Accès à l’eau potable

Au Québec, l’eau est abondante mais largement gaspillée. Pourtant, l’eau potable a un coût et est nécessaire pour vivre en bonne santé. C’est pourquoi les Villes investissent temps et argent pour assainir l’eau et traiter les eaux usées. Selon les prévisions climatiques, les hivers seront moins neigeux et il y aura des épisodes de pluies plus violents. Les réserves d’eau souterraine et de surface s’en trouveront forcément affectées. Certaines municipalités du Québec manquent déjà d’eau potable. À Carleton-sur-Mer, une personne consomme en moyenne 437 l/j (2019-2020). Dans certains pays européens, cette moyenne est plutôt de 150 l/j.

Diminuer sa consommation

La Stratégie québécoise d’économie d’eau potable vise l’atteinte de cibles d’ici 2025, voire leur dépassement. Certains objectifs s’adressent aux citoyens. Un guide pratique du ministère des Affaires municipales et de l’Habitation expose des trucs et astuces pour consommer moins d’eau à la maison. La clé du succès, c’est l’adoption graduelle de ces changements. En bonus, les efforts consentis permettront d’économiser en réduisant le coût du chauffage de l’eau domestique.

Contribution municipale

La Ville fournit aux résidents des trousses gratuites d’économie d’eau. Elles comprennent une pomme de douche fixe avec un sablier de douche (durée de 5 minutes) et deux aérateurs de robinet Ecofitt (salle de bain et cuisine). Pour les besoins extérieurs, des barils récupérateurs d’eau de pluie sont vendus (40 $ + taxes).

Alimentation par un puits

Lorsque la résidence est alimentée par un puits, il est recommandé de faire analyser l’eau périodiquement.
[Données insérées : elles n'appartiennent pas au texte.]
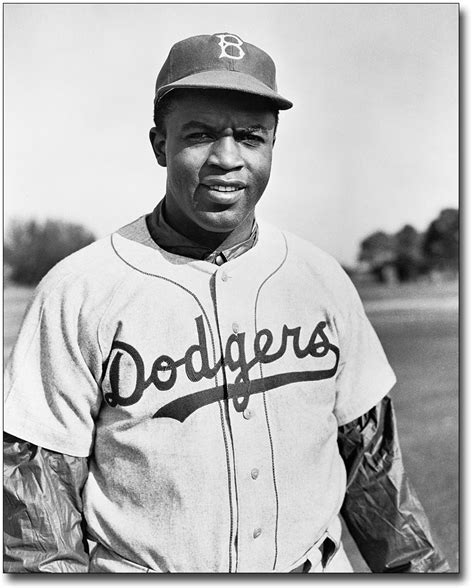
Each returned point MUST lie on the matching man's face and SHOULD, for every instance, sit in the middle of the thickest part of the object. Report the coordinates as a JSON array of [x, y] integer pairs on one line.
[[217, 149]]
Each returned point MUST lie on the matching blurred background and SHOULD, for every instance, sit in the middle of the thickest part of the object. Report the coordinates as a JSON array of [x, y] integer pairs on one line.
[[365, 167]]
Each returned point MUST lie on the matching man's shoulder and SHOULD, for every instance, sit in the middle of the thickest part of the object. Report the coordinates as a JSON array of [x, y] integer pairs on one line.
[[96, 267], [309, 266], [300, 250]]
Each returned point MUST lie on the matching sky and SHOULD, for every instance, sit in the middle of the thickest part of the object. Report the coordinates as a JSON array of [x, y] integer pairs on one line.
[[370, 144]]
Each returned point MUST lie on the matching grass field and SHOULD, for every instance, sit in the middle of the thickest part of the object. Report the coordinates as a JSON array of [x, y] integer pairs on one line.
[[418, 327]]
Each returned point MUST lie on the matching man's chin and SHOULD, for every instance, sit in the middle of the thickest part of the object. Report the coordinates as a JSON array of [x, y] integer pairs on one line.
[[224, 221]]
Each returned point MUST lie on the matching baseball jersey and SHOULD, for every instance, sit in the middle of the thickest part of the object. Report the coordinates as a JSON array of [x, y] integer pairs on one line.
[[207, 398]]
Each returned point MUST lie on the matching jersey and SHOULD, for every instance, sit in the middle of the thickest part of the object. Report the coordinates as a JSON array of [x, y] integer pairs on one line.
[[207, 398]]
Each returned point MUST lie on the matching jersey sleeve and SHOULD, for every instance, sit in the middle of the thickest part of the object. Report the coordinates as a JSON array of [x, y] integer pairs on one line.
[[52, 392], [364, 375]]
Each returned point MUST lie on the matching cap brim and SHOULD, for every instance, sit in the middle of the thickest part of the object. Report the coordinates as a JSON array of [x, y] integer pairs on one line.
[[226, 80]]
Consultez le site https://moneaumonpuits.ca/ pour voir d’autres informations utiles à ce sujet.

Nuisance

  • S’étend rapidement.
  • Forme des colonies denses.
  • Nuit à la croissance des autres espèces végétales.
  • Modifie la structure du sol, l’hydrologie ainsi que la diversité végétale et animale, dans les territoires envahis.
  • La litière produite comble rapidement les fossés de drainage.

Lieu de rencontre

  • milieux ouverts et perturbés
  • fossés de routes et de champs
  • marais et prairies humides
  • bandes riveraines

Description de la plante

  • Colonies : massifs denses mesurant de 1,5 à 2,5 m de hauteur (parfois jusqu’à 5 m)
  • Tiges : rigides, rugueuses, gris vert, jaune pâle ou beiges, dressées pendant l’hiver
  • Feuilles : planes, vertes à gris vert, larges (1 à 5 cm), à bout effilé
  • Fleurs : dorées à pourpres, plumeau touffu et volumineux de 15 à 35 cm, persistent tout l’hiver
  • Graines : matures en septembre ou octobre, recouvertes de poils soyeux
  • Racines et rhizomes : très faciles à propager, moins de 1 m de profondeur
  • Stolons: tiges rampantes au sol, plusieurs mètres de long, favorisent l’expansion des colonies

Mode de propagation

Les graines peuvent germer sur des sols nus. La colonie s’étend ensuite grâce aux stolons et rhizomes.

Contrôle

  • Prévenir l’introduction reste le meilleur moyen de lutter.
  • Conserver intactes les espèces indigènes comme les quenouilles.
  • Éviter de laisser les sols à nu (fossés de drainage, remblais).
  • Apprendre à reconnaître le roseau commun. Évitez de le planter, multiplier ou transporter.
  • Signaler sa présence à l’aide de l’outil Sentinelle.
  • Intervenir le plus tôt possible, dès l’apparition de la plante.
  • La fauche seule n’est pas recommandée. Elle favorise la densification de la colonie.
    • A) Faucher, ramasser les résidus, couvrir le site avec une bâche résistante pendant plusieurs mois, surveiller et enlever les repousses, retirer la bâche; ou
    • B) Extraire la plante en entier, tige, stolon, rhizomes et racines. Répéter l’opération autant de fois que nécessaire.
  • Sur un sol mis à nu ou lors du retrait de la bâche, ensemencer ou planter des espèces végétales compétitives et natives qui recouvriront rapidement le sol et feront de l’ombrage.
  • Pas de compostage, ni de dépôt dans la nature. Tous les résidus de la plante (tiges, racines, terre, feuille) sont jetés aux ordures.
  • Nettoyer tout équipement qui a été en contact avec la plante et la terre à proximité.

Photos : MELCC

Sarah Auger, chargée de projet en environnement

Trucs de base

La rénovation durable est un bon moyen pour contenir les changements climatiques.  Planifier ses rénovations dans un esprit écoresponsable apporte des bénéfices tant environnementaux qu’économiques.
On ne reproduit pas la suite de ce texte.